Friday, July 16, 2010

Sentence Structures

The Good Teacher Inga asked me one day to tell our entire Norwegian class what I did on Saturday – in Norwegian, of course. It was a humbling experience. I know many verbs. I know a lot of nouns. I even know all the pronouns in objective and subjective form. I know how to say nouns as singular or plural. I know how to say verbs past tense or present tense, but I have yet to figure out how to form a proper sentence.




When I was learning Spanish in college, the big thing to remember was the adjective comes after the noun – they don’t say “green tree” – they say “tree green.” If only Norwegian could be that simple. They have all kinds of things mixed up. Their “the”s come after the noun (“tree the”) the negative comes after the verb (“married NOT”), and the second word in the sentence always HAS to be a verb. Their word order (sentence structure) is completely different than English and even now I’m still clueless.

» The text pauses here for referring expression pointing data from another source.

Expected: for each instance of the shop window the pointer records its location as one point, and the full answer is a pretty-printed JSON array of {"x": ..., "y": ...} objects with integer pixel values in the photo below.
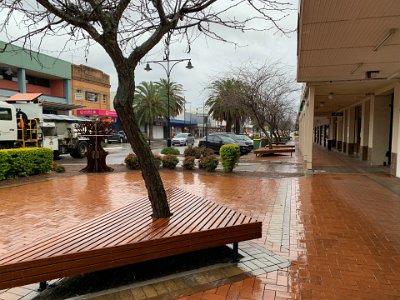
[
  {"x": 78, "y": 95},
  {"x": 91, "y": 97},
  {"x": 5, "y": 114},
  {"x": 38, "y": 81}
]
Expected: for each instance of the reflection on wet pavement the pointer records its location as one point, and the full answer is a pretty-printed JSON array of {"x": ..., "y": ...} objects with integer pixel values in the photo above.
[
  {"x": 38, "y": 210},
  {"x": 341, "y": 231}
]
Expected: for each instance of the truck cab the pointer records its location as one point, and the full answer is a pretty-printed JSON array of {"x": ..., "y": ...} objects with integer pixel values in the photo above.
[{"x": 8, "y": 125}]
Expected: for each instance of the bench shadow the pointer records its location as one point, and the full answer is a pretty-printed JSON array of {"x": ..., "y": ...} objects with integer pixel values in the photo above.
[{"x": 135, "y": 274}]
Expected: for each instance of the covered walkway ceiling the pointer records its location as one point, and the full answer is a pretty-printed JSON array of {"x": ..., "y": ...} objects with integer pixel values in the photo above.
[{"x": 347, "y": 49}]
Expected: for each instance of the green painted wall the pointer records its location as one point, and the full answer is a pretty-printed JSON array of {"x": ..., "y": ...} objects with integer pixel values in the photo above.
[{"x": 22, "y": 58}]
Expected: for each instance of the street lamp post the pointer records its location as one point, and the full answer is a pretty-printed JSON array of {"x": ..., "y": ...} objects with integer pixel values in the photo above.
[{"x": 168, "y": 68}]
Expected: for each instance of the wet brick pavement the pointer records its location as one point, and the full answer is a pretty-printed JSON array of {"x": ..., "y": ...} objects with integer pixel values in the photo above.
[{"x": 333, "y": 235}]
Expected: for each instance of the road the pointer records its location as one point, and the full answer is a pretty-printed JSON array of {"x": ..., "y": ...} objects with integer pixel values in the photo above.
[{"x": 117, "y": 154}]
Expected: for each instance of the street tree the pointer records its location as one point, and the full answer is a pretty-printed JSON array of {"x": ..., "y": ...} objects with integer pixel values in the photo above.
[
  {"x": 268, "y": 92},
  {"x": 176, "y": 99},
  {"x": 128, "y": 30},
  {"x": 148, "y": 105},
  {"x": 224, "y": 103}
]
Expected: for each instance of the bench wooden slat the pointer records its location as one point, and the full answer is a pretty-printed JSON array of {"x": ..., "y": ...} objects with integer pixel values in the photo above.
[
  {"x": 72, "y": 267},
  {"x": 121, "y": 236},
  {"x": 274, "y": 150}
]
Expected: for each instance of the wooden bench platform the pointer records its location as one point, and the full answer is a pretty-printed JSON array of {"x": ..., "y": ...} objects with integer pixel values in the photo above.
[
  {"x": 281, "y": 146},
  {"x": 274, "y": 150},
  {"x": 128, "y": 235}
]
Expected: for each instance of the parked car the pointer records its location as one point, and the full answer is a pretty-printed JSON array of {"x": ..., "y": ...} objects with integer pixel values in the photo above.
[
  {"x": 249, "y": 142},
  {"x": 216, "y": 140},
  {"x": 183, "y": 139},
  {"x": 240, "y": 139},
  {"x": 117, "y": 137}
]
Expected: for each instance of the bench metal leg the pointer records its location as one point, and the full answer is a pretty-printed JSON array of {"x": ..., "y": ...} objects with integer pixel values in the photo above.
[
  {"x": 235, "y": 252},
  {"x": 42, "y": 286}
]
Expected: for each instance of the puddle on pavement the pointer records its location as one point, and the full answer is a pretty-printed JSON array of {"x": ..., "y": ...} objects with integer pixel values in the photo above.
[{"x": 38, "y": 210}]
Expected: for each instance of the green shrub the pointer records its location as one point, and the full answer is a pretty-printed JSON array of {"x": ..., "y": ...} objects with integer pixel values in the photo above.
[
  {"x": 206, "y": 151},
  {"x": 189, "y": 163},
  {"x": 170, "y": 161},
  {"x": 157, "y": 160},
  {"x": 190, "y": 151},
  {"x": 57, "y": 168},
  {"x": 230, "y": 155},
  {"x": 24, "y": 162},
  {"x": 132, "y": 162},
  {"x": 209, "y": 163},
  {"x": 170, "y": 151}
]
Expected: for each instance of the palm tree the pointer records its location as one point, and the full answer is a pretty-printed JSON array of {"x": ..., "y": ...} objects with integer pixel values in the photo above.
[
  {"x": 176, "y": 100},
  {"x": 148, "y": 105},
  {"x": 224, "y": 102}
]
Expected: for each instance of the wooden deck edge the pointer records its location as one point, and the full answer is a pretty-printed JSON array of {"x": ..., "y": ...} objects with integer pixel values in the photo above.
[{"x": 90, "y": 261}]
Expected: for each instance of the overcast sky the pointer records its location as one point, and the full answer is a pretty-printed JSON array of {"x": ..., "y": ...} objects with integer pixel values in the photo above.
[{"x": 210, "y": 58}]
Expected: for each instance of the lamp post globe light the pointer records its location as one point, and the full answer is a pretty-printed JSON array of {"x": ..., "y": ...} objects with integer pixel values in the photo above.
[{"x": 167, "y": 66}]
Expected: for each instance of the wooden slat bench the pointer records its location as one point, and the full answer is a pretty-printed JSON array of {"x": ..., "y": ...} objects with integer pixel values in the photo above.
[
  {"x": 281, "y": 146},
  {"x": 267, "y": 150},
  {"x": 128, "y": 235}
]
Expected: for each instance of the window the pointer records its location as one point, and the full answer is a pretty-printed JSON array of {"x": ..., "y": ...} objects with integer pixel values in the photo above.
[
  {"x": 78, "y": 95},
  {"x": 38, "y": 81},
  {"x": 91, "y": 96},
  {"x": 5, "y": 114}
]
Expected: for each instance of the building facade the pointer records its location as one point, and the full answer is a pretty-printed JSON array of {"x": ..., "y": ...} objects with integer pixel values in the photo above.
[
  {"x": 91, "y": 89},
  {"x": 23, "y": 71},
  {"x": 349, "y": 62}
]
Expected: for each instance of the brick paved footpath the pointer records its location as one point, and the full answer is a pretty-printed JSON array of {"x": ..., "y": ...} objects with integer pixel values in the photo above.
[{"x": 333, "y": 235}]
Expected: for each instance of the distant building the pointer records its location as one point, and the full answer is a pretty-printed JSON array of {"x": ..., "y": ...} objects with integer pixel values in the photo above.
[
  {"x": 91, "y": 88},
  {"x": 24, "y": 71}
]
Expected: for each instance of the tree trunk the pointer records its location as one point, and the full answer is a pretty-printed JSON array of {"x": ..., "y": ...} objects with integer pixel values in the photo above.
[
  {"x": 237, "y": 126},
  {"x": 228, "y": 125},
  {"x": 151, "y": 131},
  {"x": 150, "y": 173}
]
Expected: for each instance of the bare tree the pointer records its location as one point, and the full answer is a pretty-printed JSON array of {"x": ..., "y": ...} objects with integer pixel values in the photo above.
[
  {"x": 268, "y": 93},
  {"x": 128, "y": 30}
]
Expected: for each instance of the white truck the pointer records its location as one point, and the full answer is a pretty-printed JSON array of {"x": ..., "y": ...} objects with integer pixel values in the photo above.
[{"x": 23, "y": 124}]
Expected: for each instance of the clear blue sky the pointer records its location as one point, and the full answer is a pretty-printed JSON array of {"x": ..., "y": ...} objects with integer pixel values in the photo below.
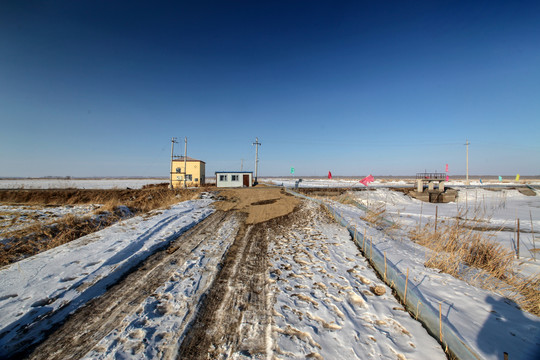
[{"x": 96, "y": 88}]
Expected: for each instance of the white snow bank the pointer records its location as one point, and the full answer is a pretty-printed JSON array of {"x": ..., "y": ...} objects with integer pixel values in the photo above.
[
  {"x": 64, "y": 278},
  {"x": 488, "y": 323},
  {"x": 325, "y": 308},
  {"x": 163, "y": 317}
]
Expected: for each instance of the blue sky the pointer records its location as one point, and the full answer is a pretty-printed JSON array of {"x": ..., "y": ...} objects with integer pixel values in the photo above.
[{"x": 95, "y": 88}]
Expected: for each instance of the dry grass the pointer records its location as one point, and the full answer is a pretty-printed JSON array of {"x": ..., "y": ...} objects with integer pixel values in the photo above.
[
  {"x": 472, "y": 256},
  {"x": 40, "y": 237}
]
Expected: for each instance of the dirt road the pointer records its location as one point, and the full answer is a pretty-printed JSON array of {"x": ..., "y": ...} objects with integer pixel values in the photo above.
[
  {"x": 231, "y": 293},
  {"x": 266, "y": 275}
]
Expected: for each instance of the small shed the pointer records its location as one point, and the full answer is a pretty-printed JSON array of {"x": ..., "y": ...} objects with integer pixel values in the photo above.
[{"x": 234, "y": 178}]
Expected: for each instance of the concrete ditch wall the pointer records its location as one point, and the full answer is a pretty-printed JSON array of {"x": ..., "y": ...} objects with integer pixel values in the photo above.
[{"x": 415, "y": 303}]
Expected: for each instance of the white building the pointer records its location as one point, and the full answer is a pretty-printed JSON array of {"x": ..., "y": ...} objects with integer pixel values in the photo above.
[{"x": 234, "y": 178}]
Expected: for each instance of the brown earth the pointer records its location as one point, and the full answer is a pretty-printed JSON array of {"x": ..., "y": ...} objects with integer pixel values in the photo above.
[
  {"x": 260, "y": 203},
  {"x": 232, "y": 313}
]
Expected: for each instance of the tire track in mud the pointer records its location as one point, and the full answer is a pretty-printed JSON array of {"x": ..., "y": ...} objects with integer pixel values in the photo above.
[
  {"x": 235, "y": 317},
  {"x": 87, "y": 326}
]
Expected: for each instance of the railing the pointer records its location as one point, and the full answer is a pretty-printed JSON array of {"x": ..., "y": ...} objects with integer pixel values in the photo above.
[{"x": 431, "y": 176}]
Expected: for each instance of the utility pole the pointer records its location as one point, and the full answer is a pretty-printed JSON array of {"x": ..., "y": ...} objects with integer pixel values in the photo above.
[
  {"x": 256, "y": 143},
  {"x": 173, "y": 141},
  {"x": 467, "y": 144},
  {"x": 185, "y": 161}
]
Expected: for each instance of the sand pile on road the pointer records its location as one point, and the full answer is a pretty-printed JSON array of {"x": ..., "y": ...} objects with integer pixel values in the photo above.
[{"x": 260, "y": 203}]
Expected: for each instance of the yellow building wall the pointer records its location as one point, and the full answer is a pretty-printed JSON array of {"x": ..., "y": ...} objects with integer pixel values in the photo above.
[{"x": 195, "y": 168}]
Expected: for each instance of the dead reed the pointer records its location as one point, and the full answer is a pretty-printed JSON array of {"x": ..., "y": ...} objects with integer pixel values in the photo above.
[
  {"x": 472, "y": 256},
  {"x": 116, "y": 205}
]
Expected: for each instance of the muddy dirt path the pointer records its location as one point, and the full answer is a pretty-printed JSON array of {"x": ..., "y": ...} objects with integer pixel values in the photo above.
[
  {"x": 84, "y": 329},
  {"x": 227, "y": 311},
  {"x": 236, "y": 315}
]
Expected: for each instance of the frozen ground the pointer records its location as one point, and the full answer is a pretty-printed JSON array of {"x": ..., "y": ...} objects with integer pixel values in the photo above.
[
  {"x": 381, "y": 183},
  {"x": 491, "y": 324},
  {"x": 497, "y": 210},
  {"x": 325, "y": 306},
  {"x": 19, "y": 216},
  {"x": 78, "y": 183},
  {"x": 62, "y": 279},
  {"x": 319, "y": 288}
]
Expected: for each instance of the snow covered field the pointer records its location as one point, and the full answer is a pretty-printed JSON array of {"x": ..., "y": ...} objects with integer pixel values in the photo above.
[
  {"x": 325, "y": 303},
  {"x": 322, "y": 289},
  {"x": 489, "y": 323},
  {"x": 382, "y": 183}
]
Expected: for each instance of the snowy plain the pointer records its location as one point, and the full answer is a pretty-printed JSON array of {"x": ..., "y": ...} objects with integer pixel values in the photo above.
[
  {"x": 66, "y": 277},
  {"x": 489, "y": 323},
  {"x": 72, "y": 274}
]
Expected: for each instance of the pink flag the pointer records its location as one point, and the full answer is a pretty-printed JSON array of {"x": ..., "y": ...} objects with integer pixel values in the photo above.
[{"x": 367, "y": 180}]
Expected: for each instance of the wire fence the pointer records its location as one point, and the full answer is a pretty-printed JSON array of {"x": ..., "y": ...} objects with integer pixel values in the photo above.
[{"x": 409, "y": 295}]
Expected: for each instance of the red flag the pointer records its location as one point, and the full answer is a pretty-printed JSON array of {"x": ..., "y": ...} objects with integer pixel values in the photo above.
[{"x": 367, "y": 180}]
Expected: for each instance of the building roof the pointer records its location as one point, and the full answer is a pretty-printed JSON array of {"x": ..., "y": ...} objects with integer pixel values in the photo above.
[
  {"x": 234, "y": 172},
  {"x": 181, "y": 158}
]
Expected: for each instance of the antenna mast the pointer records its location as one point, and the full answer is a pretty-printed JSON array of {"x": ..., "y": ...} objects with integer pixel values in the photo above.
[
  {"x": 173, "y": 141},
  {"x": 256, "y": 143}
]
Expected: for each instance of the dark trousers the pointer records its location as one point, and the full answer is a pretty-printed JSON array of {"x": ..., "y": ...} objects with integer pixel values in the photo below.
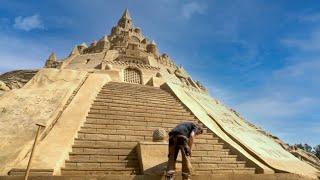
[{"x": 179, "y": 143}]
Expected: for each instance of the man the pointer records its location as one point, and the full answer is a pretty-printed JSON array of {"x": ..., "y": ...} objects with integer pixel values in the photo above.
[{"x": 181, "y": 138}]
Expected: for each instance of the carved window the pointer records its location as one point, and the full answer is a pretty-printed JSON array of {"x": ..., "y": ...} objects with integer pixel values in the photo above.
[{"x": 132, "y": 76}]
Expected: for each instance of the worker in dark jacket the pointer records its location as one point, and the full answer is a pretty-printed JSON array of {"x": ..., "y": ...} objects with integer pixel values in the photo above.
[{"x": 181, "y": 138}]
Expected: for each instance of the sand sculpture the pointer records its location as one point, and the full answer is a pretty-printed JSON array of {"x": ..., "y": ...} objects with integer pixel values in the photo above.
[{"x": 102, "y": 104}]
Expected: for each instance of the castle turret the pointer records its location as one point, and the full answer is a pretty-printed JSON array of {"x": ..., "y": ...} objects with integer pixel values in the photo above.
[{"x": 152, "y": 48}]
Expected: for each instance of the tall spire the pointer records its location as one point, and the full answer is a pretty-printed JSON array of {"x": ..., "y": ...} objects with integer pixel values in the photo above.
[
  {"x": 125, "y": 21},
  {"x": 126, "y": 14}
]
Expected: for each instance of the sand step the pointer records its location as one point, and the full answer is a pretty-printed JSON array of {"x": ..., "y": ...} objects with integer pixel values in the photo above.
[{"x": 124, "y": 114}]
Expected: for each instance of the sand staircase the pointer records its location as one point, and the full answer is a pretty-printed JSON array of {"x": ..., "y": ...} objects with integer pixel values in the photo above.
[{"x": 124, "y": 114}]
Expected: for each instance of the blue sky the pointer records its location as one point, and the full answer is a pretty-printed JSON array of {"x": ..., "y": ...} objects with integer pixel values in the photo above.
[{"x": 260, "y": 57}]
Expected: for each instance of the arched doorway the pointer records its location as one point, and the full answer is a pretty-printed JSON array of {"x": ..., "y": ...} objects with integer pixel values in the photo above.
[{"x": 132, "y": 75}]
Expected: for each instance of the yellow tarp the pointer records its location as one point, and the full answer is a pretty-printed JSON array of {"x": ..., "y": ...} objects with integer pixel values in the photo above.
[{"x": 265, "y": 149}]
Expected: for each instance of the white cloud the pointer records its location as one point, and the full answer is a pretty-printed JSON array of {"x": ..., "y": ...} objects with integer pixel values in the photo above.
[
  {"x": 28, "y": 23},
  {"x": 21, "y": 53},
  {"x": 192, "y": 8}
]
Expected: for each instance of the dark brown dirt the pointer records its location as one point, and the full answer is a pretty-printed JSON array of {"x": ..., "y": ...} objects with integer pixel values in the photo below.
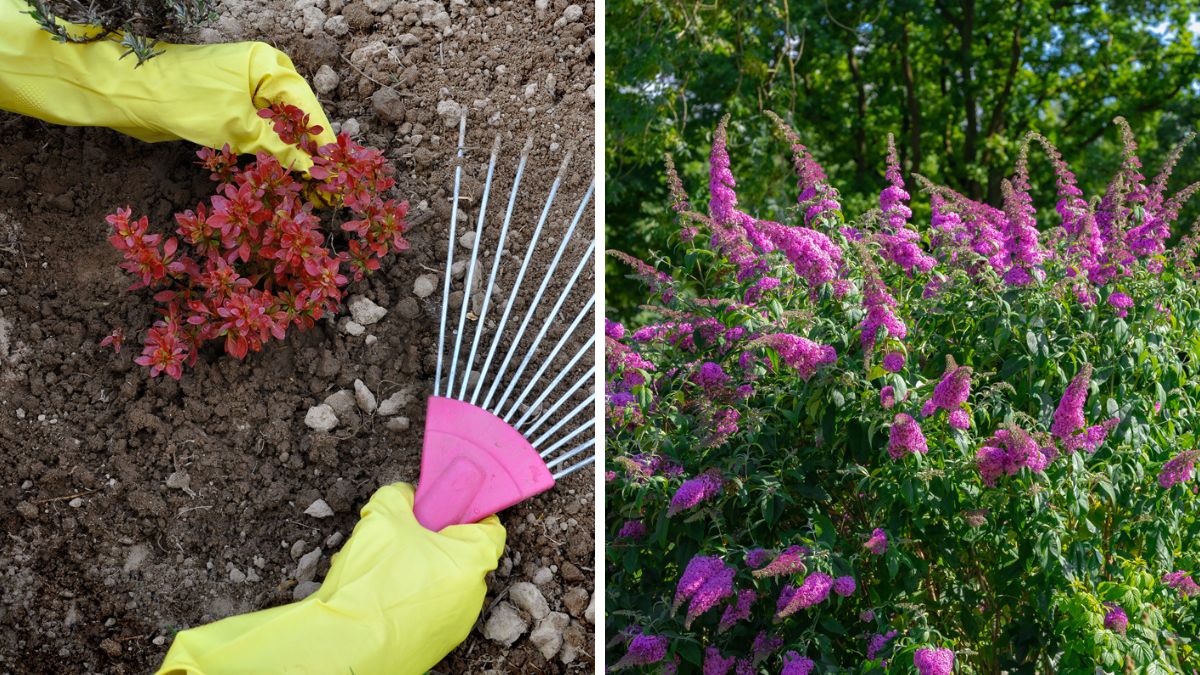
[{"x": 89, "y": 585}]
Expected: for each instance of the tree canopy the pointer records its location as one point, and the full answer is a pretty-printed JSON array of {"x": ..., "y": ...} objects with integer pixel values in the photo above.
[{"x": 959, "y": 83}]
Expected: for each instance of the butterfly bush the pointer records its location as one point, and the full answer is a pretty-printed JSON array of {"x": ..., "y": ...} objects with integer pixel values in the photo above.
[{"x": 937, "y": 436}]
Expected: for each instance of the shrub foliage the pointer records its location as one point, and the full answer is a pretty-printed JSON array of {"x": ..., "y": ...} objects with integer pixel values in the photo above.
[{"x": 880, "y": 444}]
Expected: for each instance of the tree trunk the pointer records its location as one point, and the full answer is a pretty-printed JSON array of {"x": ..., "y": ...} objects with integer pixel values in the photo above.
[
  {"x": 859, "y": 127},
  {"x": 913, "y": 113}
]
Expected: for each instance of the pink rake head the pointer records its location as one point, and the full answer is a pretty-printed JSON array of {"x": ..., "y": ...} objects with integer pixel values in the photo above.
[{"x": 477, "y": 459}]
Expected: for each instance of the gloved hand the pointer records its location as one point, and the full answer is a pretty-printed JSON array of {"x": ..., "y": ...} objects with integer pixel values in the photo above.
[
  {"x": 208, "y": 94},
  {"x": 397, "y": 598}
]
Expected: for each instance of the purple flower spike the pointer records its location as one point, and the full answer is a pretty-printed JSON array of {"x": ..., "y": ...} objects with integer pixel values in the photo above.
[
  {"x": 906, "y": 437},
  {"x": 797, "y": 664},
  {"x": 813, "y": 591},
  {"x": 844, "y": 586},
  {"x": 879, "y": 542},
  {"x": 1179, "y": 470},
  {"x": 643, "y": 650},
  {"x": 695, "y": 490},
  {"x": 1115, "y": 619},
  {"x": 934, "y": 661}
]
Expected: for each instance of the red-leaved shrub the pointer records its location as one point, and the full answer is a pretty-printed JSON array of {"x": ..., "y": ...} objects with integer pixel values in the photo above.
[{"x": 257, "y": 260}]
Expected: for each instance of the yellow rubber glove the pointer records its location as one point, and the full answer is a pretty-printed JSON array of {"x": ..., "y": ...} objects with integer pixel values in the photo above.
[
  {"x": 397, "y": 598},
  {"x": 208, "y": 94}
]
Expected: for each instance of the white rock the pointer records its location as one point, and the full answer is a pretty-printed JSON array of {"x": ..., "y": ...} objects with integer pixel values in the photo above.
[
  {"x": 321, "y": 418},
  {"x": 425, "y": 285},
  {"x": 527, "y": 597},
  {"x": 449, "y": 112},
  {"x": 327, "y": 78},
  {"x": 395, "y": 402},
  {"x": 318, "y": 509},
  {"x": 307, "y": 566},
  {"x": 505, "y": 625},
  {"x": 570, "y": 15},
  {"x": 342, "y": 401},
  {"x": 365, "y": 398},
  {"x": 304, "y": 590},
  {"x": 365, "y": 311},
  {"x": 547, "y": 637}
]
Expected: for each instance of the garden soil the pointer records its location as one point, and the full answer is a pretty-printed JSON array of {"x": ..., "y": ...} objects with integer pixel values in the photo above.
[{"x": 133, "y": 507}]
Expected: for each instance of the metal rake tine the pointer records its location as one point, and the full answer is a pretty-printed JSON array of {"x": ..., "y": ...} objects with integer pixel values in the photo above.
[
  {"x": 550, "y": 359},
  {"x": 559, "y": 460},
  {"x": 496, "y": 267},
  {"x": 573, "y": 469},
  {"x": 471, "y": 268},
  {"x": 589, "y": 376},
  {"x": 516, "y": 285},
  {"x": 561, "y": 442},
  {"x": 559, "y": 424},
  {"x": 586, "y": 350},
  {"x": 545, "y": 327},
  {"x": 537, "y": 298},
  {"x": 445, "y": 285}
]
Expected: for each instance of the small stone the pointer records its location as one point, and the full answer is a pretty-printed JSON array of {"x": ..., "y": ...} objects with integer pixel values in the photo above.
[
  {"x": 318, "y": 509},
  {"x": 389, "y": 105},
  {"x": 137, "y": 555},
  {"x": 505, "y": 625},
  {"x": 543, "y": 577},
  {"x": 28, "y": 511},
  {"x": 576, "y": 601},
  {"x": 395, "y": 402},
  {"x": 307, "y": 566},
  {"x": 342, "y": 401},
  {"x": 527, "y": 597},
  {"x": 570, "y": 15},
  {"x": 321, "y": 418},
  {"x": 365, "y": 311},
  {"x": 571, "y": 574},
  {"x": 305, "y": 589},
  {"x": 409, "y": 308},
  {"x": 180, "y": 481},
  {"x": 327, "y": 78},
  {"x": 449, "y": 112},
  {"x": 547, "y": 637},
  {"x": 365, "y": 398},
  {"x": 425, "y": 285}
]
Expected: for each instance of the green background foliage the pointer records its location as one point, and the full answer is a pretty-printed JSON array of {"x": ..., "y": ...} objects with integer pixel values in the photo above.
[{"x": 958, "y": 83}]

Whenever I write something down and read it to Kory he reminds me I can’t just take an English sentence word for word and translate it to Norwegian – I have to translate the entire sentence and “think like a Norwegian.” OK, “I have it out figured NOT.” Lord help me the day I start thinking like the Norwegians!



I do get a kick out of some of the words Norwegians use to name things though. You can clearly see their thinking when (translated) they named a pencil sharpener a “pencil eater,” and an eraser a “learning wash.”



When we sing songs in church, they will have a song on the overhead with words that have just one to three letters in them – jeg, vil, liv, får, håp, alt, meg, gud, så, med, du, i, å, det, om… so many small words that mean so much. But when I go to school, I see words that should be an entire sentence in themselves – like “voksenopplæringssenter,” which translated means “the grown-up people’s higher learning center.”



I guess the Norwegian’s solution to the dilemma I face, is to combine all the complicated words into just one word rather than to try and figure out where all those words would go in the sentence. Maybe I should start thinking like a Norwegian after all.